There is an awful lot packed in these words. Just a few of the many points:
A. Without directly saying so, Abhishiktananda calls into question our reading of certain scriptural language—all that eschatological language of “waiting” and “coming,” both in the Old Testament and in the Gospels and in the Letters and in Revelation (by the way, has anyone really read the macabre goriness of the language in that book?). He is quite right to challenge it because there are certain strains of Christian theology and spirituality that have made this a “big deal.” We are termed the “Advent People” who are always waiting for God. But what if all that language is mythic in the deepest sense of the term? Referring to something quite else? Anyone who has even glimpsed their intimacy with the Mystery of God will find the language of “waiting” and “coming” too lame to sustain their experience in the world of language.

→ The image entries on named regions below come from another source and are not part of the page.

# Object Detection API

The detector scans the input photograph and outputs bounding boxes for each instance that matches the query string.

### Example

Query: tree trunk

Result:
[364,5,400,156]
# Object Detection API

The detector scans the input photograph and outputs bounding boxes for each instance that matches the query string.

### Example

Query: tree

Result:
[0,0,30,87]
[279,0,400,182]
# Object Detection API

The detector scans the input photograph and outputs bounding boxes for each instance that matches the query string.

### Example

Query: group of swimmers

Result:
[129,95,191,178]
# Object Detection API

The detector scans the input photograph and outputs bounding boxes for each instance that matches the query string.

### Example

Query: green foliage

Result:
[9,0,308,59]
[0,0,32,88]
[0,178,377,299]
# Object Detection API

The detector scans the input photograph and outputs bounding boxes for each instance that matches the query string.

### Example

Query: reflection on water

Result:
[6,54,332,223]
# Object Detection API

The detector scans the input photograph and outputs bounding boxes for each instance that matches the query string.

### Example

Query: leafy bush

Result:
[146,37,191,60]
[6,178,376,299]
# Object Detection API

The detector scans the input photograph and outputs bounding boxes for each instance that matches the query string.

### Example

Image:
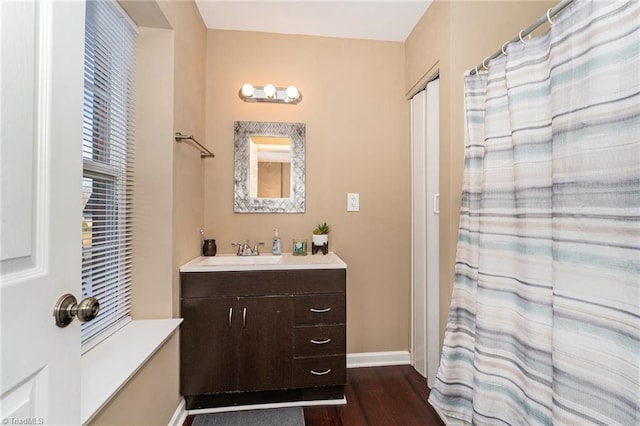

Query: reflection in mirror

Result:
[233,121,305,213]
[249,136,291,198]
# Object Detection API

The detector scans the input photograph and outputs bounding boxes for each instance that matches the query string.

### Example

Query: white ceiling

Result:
[196,0,431,42]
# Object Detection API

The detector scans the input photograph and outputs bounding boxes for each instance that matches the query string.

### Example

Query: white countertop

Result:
[180,252,347,272]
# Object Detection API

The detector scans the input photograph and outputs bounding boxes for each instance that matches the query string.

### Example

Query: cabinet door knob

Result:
[242,308,247,328]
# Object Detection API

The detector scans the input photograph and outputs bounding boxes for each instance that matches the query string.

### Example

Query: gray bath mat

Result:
[192,407,304,426]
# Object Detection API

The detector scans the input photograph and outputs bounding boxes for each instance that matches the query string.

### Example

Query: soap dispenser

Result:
[271,228,282,256]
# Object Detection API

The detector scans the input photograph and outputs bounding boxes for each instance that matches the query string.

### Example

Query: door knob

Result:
[53,293,100,328]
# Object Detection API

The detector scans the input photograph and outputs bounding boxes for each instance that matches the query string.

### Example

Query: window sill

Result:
[80,318,182,424]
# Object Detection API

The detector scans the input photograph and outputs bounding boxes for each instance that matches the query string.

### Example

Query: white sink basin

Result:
[180,251,347,272]
[197,254,282,266]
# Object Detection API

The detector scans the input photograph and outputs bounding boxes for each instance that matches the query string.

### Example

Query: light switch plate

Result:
[347,192,360,212]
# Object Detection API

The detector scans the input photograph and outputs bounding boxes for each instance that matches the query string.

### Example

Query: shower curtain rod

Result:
[469,0,573,75]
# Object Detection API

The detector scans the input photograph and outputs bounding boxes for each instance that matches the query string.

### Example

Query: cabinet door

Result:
[180,297,241,395]
[238,296,293,391]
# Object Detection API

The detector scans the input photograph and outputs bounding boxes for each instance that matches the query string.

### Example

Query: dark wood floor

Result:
[184,365,444,426]
[304,365,444,426]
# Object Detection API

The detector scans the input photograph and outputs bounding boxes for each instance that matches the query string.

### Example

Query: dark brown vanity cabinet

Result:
[180,269,346,409]
[181,296,292,395]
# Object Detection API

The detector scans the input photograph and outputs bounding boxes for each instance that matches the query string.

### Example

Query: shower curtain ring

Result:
[518,30,531,44]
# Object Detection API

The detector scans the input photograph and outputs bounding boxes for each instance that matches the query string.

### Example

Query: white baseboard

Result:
[168,398,187,426]
[347,351,411,368]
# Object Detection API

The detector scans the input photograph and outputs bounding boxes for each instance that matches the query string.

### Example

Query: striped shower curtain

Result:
[429,0,640,426]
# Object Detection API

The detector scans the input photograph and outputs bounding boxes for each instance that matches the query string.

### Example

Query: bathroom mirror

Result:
[233,121,305,213]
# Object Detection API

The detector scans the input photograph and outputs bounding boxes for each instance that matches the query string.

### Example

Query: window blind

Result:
[81,0,136,346]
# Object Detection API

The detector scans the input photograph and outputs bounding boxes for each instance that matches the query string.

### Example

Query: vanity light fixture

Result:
[238,83,302,105]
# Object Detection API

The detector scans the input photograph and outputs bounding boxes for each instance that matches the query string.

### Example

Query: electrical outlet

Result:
[347,192,360,212]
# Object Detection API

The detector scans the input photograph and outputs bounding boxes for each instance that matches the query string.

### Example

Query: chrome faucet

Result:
[231,240,264,256]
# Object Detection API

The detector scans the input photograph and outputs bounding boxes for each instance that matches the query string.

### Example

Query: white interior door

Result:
[0,0,84,424]
[411,79,440,387]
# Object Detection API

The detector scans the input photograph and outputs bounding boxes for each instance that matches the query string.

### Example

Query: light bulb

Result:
[263,83,276,98]
[287,86,300,101]
[242,83,255,98]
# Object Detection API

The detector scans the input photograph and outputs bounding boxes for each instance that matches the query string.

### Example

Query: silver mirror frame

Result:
[233,121,306,213]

B. Following that up, anyone who has encountered India’s call to interiority; anyone who has been touched by the nondualism of advaita even in Christian mysticism, such a one will not be satisfied with the language of “waiting”or “coming.” Rather, the key word for them–and really for all of us–is “awakening.”
C. Many Christian theologians and spiritual writers will be critical of this approach. They will say that through this “Hindu optic” you lose sight of the historical element and historical character of Christianity. It is rooted in particular moments in time and in particular places in space. Thus, we have Jesus of Nazareth, born under Caesar Augustus, crucified in Jerusalem under the Procurator Pontius Pilate during the reign of Tiberius, etc., etc. But what these “facts” mean and their significance needs much deeper pondering, exploration, and debate quite frankly. Because if Christianity grounds itself in “historical facticity” and brushes aside the great world religions(Hinduism, Buddhism and even Sufism in Islam)as their approach to such “facts” varies quite a bit; or if Christianitytakes on an air of superiority to such “ahistorical” religions, then paradoxically Christianity is poised to MISS the “coming of the Lord” as He COMES to it in this historical moment through these religions.
D. Finally, there is the poignant “coming” that Abhishiktananda himself points to. It is the coming of Christ that the poor and wretched of the earth are waiting for—IT IS CHRIST IN US WHO IS TO COME TO THEM! To feed the hungry, to liberate the oppressed, to wipe away every tear…. This is the real Parousia, and it is only we who are holding it back. Amen.